¿Y si el Covid 19 solo fuera... una opinión?
En memoria de José María Calleja, compañero.
Después de los
aplausos de las ocho de la tarde, un tipo de mi vecindad lanza
ardorosas arengas con su megáfono: acusa al Gobierno, pide castigo
para los malvados socialcomunistas y se queja de que estos, tras
haber puesto en pie un régimen tiránico, no permiten la libertad de
expresión. ¡Ya está bien!, grita indignado. No es eso lo peor de
sus desahogos diarios, porque luego berrea a voz en grito el
“Resistiré” y asesina otras canciones impunemente, hasta que se
cansa. En fin… Estos son buenos tiempos para el frikismo, la mala
hostia y la sociopatía, como los son para la serena reflexión, el
diálogo y la solidaridad. Lo peor y lo mejor salen a relucir en
medio de las grandes catástrofes. Hoy, las contradicciones y las
amenazas, el utópico “buenismo” y los dogmas “malistas”,
recorren el planeta a través de Internet. Y un punto de locura flota
en la atmósfera global. En EEUU los seguidores de Trump piden en las
calles el fin del confinamiento, armados con fusiles de asalto. En
México los cárteles criminales actúan como organizaciones
caritativas repartiendo comida y donativos. En España las gentes de
derechas (incluyan ahí a mi vecino cantor) llaman genocida a Sánchez
y asesino a Iglesias (sin despeinarse) y, al tiempo, denuncian la
existencia de facto de una dictadura estalinista y bolivariana que no
les permite opinar. He llegado a leer mensajes en las redes
advirtiendo de que las cúpulas del Ejército y de las fuerzas y
cuerpos de seguridad del Estado ¡están copadas por socialistas y
republicanos! Flipas.
Conste que mi no me
gusta casi nada la política informativa del Gobierno español en
esta crisis. El presidente, o su alter ego Ivan Redondo, trabajan más
en lo táctico que en lo estratégico, no han sabido encontrar el
tono adecuado para el desastre actual y, encima, el pobre doctor
Simón es un portavoz científico cuyo patetismo le resta capacidad
de convicción. Lo más desacertado, a mi juicio, son esas ruedas de
prensa largas, plúmbeas y escasamente clarificadoras donde unos
señores uniformados, condecoradísimos y supermarciales ocupan el
lugar que debería corresponder a quienes de verdad tienen algo que
decir acerca de la pandemia. Ningún país de nuestro entorno ha
concedido tal protagonismo a militares y policías. Ni vienen a
cuento ni están preparados para tal misión. De ahí el lapso del
general Santiago.
Ahora bien, lo de
los bulos no es ningún cuento. De un lado, la endurecida derecha
política española se ha apropiado del argumento trumpista de que
los hechos no pasan de ser opiniones; de otro, el manejo de las redes
por oscuras tramas reaccionarias o por los servicios de inteligencia
de algunos países o por cualquier pirado viene de atrás, y no ha
dejado de ser utilizado (también entre nosotros) para condicionar a
la opinión pública ante acontecimientos clave. Los instrumentos
habituales para perseguir los excesos en el manejo de la información
(delitos de calumnias e injurias en el Código Penal, Ley Orgánica
de Protección del Derecho al Honor, la Intimidad y la Propia Imagen)
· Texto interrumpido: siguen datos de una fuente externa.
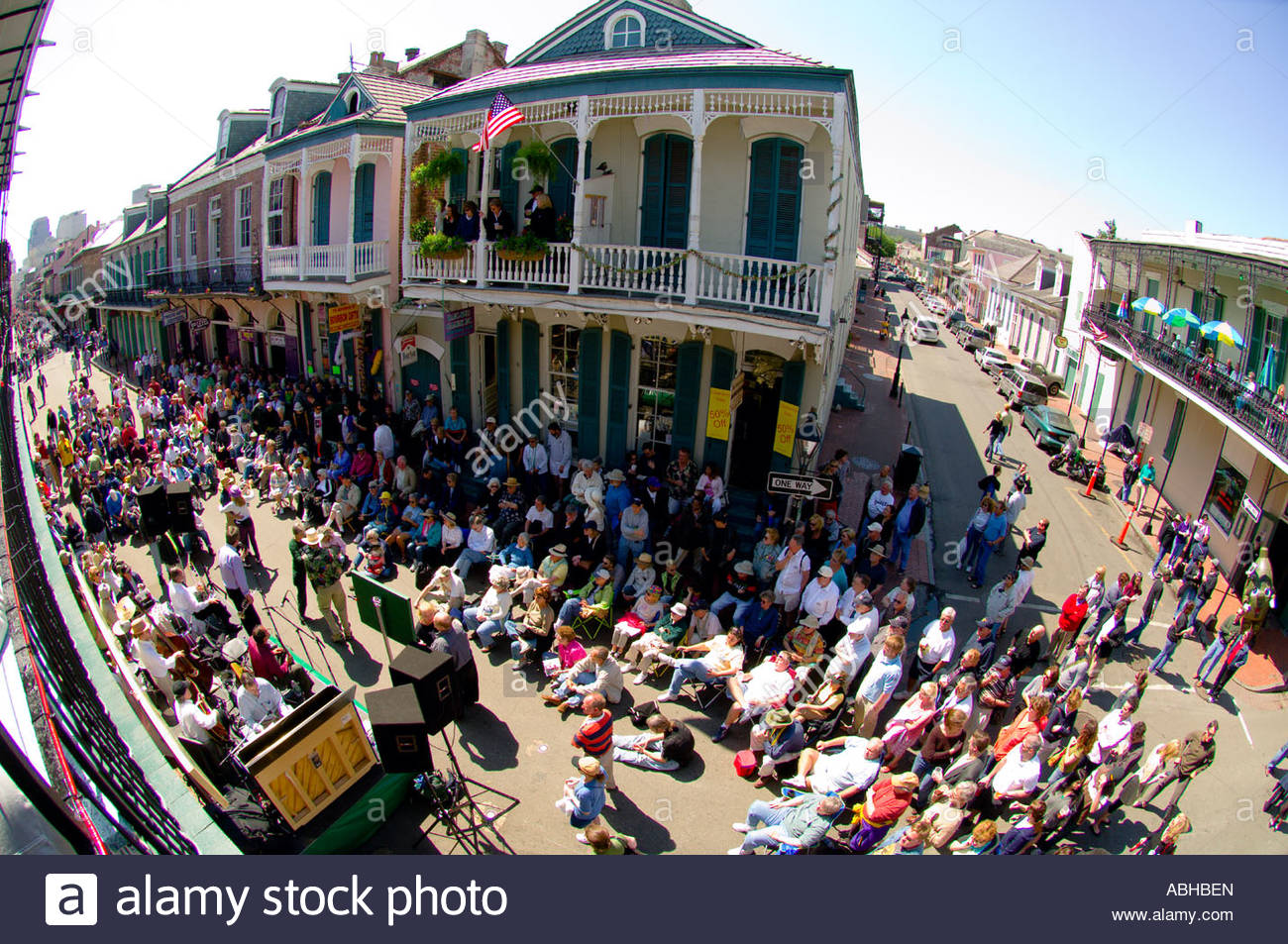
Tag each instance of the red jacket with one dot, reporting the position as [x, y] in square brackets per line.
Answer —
[1073, 614]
estaban pensados para los medios convencionales. Internet ha creado
otra situación muy distinta. El anonimato y la capacidad
manipuladora se alían en el caso de los llamados “trolls” o
“bots”, que pueden insultar, mentir, falsificar y perpetrar
cualquier fechoría con casi total impunidad.
Por supuesto, en
esta bendita España cada quien se cree con derecho a decir lo que le
plazca, aunque niegue esa misma posibilidad a los de la acera de
enfrente. Tradicionalmente, los conservadores han pretendido limitar
la libertad de expresión (para evitar el “libertinaje”), pero en
momentos como el actual no admiten frontera alguna, incluso para
manipular informáticamente imágenes y documentos, siempre y cuando
perjudique a un Gobierno que desde el principio calificaron de
ilegítimo.
Si no hay hechos
probados, si estos siempre son relativos y si consideramos que cada
cual tiene derecho a su propia opinión, incluso el Covid 19 pierde
su naturaleza de fenómeno fehaciente y deviene en una especie de
cosa que te puedes creer, o no. Si además es legal y plenamente
democrático difundir cualquier mensaje por destructivo, falso, y
perverso que sea, es un absurdo que, por ejemplo, vaya gente a la
cárcel por recibir, almacenar y enviar pornografía infantil.